Nationally, crimes spike in the summer. The federal Bureau of Justice Statistics found that serious violence was higher in the summer than any other season. It’s a big public safety issue. Except in Los Angeles.
Here, where we’re blessed with sunny weather and clear skies year-round, we face about the same chance of being assaulted or robbed or having stuff stolen from our cars in summer months than the rest of the year, unfortunately.
Last year, May topped the list for the month with the highest number of average crimes per day, but not by much. The summer months of June and July were next on the list, then April followed by August.
The difference between the month with the highest number of average daily crimes (636 in May) and the month with the least (588 in December) was about 9%. The average daily reported crime count for the summer was 630. For all of 2018, it was 616. The summer months have about a 2% higher daily crime count than the rest of the year.

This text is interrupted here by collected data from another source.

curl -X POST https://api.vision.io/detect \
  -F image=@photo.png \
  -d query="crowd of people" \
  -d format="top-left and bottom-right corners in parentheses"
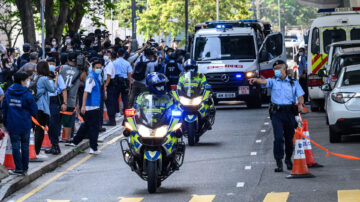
top-left (0, 31), bottom-right (188, 175)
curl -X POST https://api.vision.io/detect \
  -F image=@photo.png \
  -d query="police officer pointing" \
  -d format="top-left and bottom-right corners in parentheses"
top-left (249, 60), bottom-right (305, 172)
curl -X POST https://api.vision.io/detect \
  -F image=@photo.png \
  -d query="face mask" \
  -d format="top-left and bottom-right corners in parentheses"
top-left (5, 63), bottom-right (11, 68)
top-left (103, 55), bottom-right (109, 61)
top-left (95, 69), bottom-right (102, 75)
top-left (49, 65), bottom-right (56, 72)
top-left (52, 41), bottom-right (57, 46)
top-left (274, 69), bottom-right (282, 78)
top-left (299, 52), bottom-right (304, 56)
top-left (66, 39), bottom-right (71, 44)
top-left (25, 80), bottom-right (30, 88)
top-left (156, 86), bottom-right (165, 91)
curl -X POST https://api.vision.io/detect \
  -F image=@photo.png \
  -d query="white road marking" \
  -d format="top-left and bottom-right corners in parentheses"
top-left (245, 166), bottom-right (252, 170)
top-left (236, 182), bottom-right (245, 187)
top-left (256, 139), bottom-right (262, 143)
top-left (251, 152), bottom-right (257, 156)
top-left (267, 116), bottom-right (270, 119)
top-left (81, 198), bottom-right (88, 201)
top-left (264, 122), bottom-right (269, 125)
top-left (261, 129), bottom-right (266, 132)
top-left (227, 193), bottom-right (234, 196)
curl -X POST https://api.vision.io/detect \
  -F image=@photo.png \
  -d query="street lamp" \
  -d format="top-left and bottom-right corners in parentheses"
top-left (40, 0), bottom-right (45, 59)
top-left (185, 0), bottom-right (188, 51)
top-left (278, 0), bottom-right (281, 32)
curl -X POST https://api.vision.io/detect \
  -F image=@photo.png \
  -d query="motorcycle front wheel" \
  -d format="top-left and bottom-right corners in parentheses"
top-left (187, 122), bottom-right (196, 146)
top-left (147, 161), bottom-right (157, 193)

Still, as you prepare for your summer vacation, you may want to get out of town anyway, especially for the Fourth of July, which was the holiday with the second highest average crimes per day since 2010, after Halloween.
The LAPD said that summer programs may stem rise in crime in summer months. “Keeping people active and social can deter crime,” said LAPD spokesman Officer Drake Madison.
If you do stay in town for June, July and August, here’s what you should know for summer crimes.
During the 2018 summer, there were 5,030 simple assaults, making it the top summer crime, according to publicly available LAPD data. The top five crimes last summer were battery simple assault, burglary from vehicles, stolen vehicles, theft and burglary. Of course, you may actually be at risk during the rest of the year, too, as battery simple assault was the overall most common crime for the past five years, except 2016, when stolen cars topped the list.
Battery simple assault is when a suspect without a weapon physically attacks a victim and doesn’t cause serious injury, according to the LAPD.
Over the past five years, the summer of 2017 had both the highest total crime count of all the past five summers, with 58,562 crime reports, and the highest amount of reported simple assaults of the past five summers, with 5,129.
Keep your summer full of smiles and sun by staying alert and aware of your surroundings and parking your vehicle in well-lit busy areas. These are the best ways to prevent being assaulted or having your vehicle stolen, according to the LAPD.
How we did it: We looked at publicly available LAPD data on reports of crime during the summer months – June, July and August – in Los Angeles from 2010 – 2018, the earliest date available in the data. For neighborhood boundaries, we rely on the borders defined by the Los Angeles Times. Learn more about our data here.
LAPD data only reflects crimes that are reported to the department, not how many crimes actually occurred. On occasion, the LAPD may update past crime reports with new information, or recategorize past reports. Those revised reports do not always automatically become part of the public database.